Herbst applianceFixed or removable appliance designed commonly for overbite problems and more.

imaging — The process of acquiring representations of structures in either two or three dimensions.

lingual — Of or pertaining to the tongue. A term used to describe surfaces and directions toward the tongue.

maxillary — Of or pertaining to the upper jaw. May be used to describe teeth, dental restorations, orthodontic appliances or facial structures.

micro-implant –  Miniature implants that can be used temporarily to move teeth in ways never before possible and easily removed after the tooth movement is complete.

orthodontist — Orthodontists have two to three years of specialized education beyond dental school, including a residency supervised by orthodontists. This residency is accredited by the American Dental Association in the special area of orthodontics. Because of the rapid technological advances in the various fields of dentistry, it is virtually impossible for any one dentist to be proficient in all of them.

NiTi & CuNiTi Wires — Nickel Titanium wires utilize super flexible material properties in order to maximize patient comfort and ensure long acting range which space out adjustment intervals and decreases the number of office visits for patients.  These wires were originally developed by NASA engineers to create a thin satellite antenna that could be wound up into a very compact compartment and later expanded to its full length without deformation.  In orthodontics, some NiTi wires such as CuNiTi’s used have heat sensitive properties which further increase patient comfort.  Jennings Orthodontics utilizes NiTi & CuNiTi wires for all of our patients.

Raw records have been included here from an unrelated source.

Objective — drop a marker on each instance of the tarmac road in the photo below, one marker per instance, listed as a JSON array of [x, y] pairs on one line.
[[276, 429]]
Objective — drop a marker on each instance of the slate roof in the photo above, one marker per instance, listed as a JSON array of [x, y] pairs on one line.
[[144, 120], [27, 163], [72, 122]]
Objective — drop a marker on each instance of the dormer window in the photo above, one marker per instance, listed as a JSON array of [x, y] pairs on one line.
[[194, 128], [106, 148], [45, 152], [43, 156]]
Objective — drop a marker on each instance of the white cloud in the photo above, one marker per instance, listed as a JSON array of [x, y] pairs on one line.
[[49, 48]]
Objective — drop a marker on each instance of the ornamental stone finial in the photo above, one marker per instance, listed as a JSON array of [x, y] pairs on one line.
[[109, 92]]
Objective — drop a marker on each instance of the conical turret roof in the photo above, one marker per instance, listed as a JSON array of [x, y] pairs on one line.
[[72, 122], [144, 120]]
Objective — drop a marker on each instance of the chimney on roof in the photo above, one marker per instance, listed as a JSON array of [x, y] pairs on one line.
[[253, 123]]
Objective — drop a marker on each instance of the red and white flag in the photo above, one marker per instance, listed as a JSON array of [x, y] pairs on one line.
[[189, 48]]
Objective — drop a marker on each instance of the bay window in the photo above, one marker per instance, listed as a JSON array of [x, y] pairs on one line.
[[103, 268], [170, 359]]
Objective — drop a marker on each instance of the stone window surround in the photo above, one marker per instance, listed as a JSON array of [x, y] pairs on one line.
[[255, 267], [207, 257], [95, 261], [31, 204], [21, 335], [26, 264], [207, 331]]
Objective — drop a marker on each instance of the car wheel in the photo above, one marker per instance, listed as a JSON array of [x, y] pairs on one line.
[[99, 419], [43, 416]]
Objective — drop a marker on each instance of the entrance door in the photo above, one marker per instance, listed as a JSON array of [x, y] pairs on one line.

orthognathic surgerySurgery to alter relationships of teeth and/or supporting bones, usually accomplished in conjunction with orthodontic therapy.

overbite — Vertical overlapping of upper teeth over lower teeth, usually measured perpendicular to the occlusal plane.

radiograph A permanent image, typically on film, produced by ionizing radiation. Sometimes called an X-ray after the most common source of image-producing radiation. Jennings Orthodontics uses ultra-low radiation digital x-rays for our patients.

retainer — Any orthodontic appliance, fixed or removable, used to maintain the position of the teeth following corrective treatment.

retention — The passive treatment period following active orthodontic correction during which retaining appliances may be used.

self-ligating brackets — Braces specially designed to reduce friction experienced at the bracket wire interface.  These special types of braces have been reported to reduce treatment time and reduce the number of office visits for patients.  Jennings Orthodontics utilizes self-ligating brackets.

straight wire applianceA variation of the edgewise appliance in which brackets are angulated to minimize multiple archwire bends. Brackets and molar tubes have specific orientation in three planes of space.